Iran Beriwan (27) kämpft gegen die Mullahs in Teheran
Beriwan kämpft im Iran für eine militante Untergrundorganisation und will den Sturz des Regimes. US-Sanktionen aber lehnt sie ab. Ein Wechsel müsse von innen kommen.
- von
- Ann Guenter
Erwartet hatten wir Tarnanzug und Kalaschnikow, doch sie kam mit einer schwarzer Lacktasche und perfekt gezupften Augenbrauen. So sieht man Beriwan (27) nicht an, dass sie ein Mitglied der militanten kurdischen Untergrundgruppe Partei für ein Freies Leben in Kurdistan (PJAK*) ist. «Wir sind ständig in Bewegung», erzählt sie. «Unsere Basis liegt in den Kandil-Bergen, aber wir kommen auch in geheimen Safehouses in iranischen und nordirakischen Städten unter.»

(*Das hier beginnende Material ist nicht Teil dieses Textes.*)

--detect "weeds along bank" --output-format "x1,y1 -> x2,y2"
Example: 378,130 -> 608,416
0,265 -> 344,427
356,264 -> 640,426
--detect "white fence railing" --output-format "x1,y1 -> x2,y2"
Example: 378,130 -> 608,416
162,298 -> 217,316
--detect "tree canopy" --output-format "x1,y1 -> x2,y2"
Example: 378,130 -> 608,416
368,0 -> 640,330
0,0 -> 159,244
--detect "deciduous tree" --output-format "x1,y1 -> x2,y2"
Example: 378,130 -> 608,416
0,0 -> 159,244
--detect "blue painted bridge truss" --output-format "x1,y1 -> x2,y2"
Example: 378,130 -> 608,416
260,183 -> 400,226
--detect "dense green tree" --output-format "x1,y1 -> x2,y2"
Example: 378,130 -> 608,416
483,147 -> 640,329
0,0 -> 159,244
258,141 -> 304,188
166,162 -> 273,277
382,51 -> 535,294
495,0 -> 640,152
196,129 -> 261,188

Der Kampf gegen das Regime in Teheran, das die Kurden als Volk nicht anerkennt, ihre politischen Parteien verbietet und den Frauen den Schleier aufzwingt, hat bislang Beriwans Leben bestimmt. Für ihren Lebenstraum – mehr Autonomie für die Kurden im Iran – verzichtet die 27-Jährige auch auf Kinder. «Wieso eine Seele auf die Welt bringen, wenn sie nicht frei sein kann?», sagt sie bei unserem Treffen, das Ende Jahr im Nordirak stattfand.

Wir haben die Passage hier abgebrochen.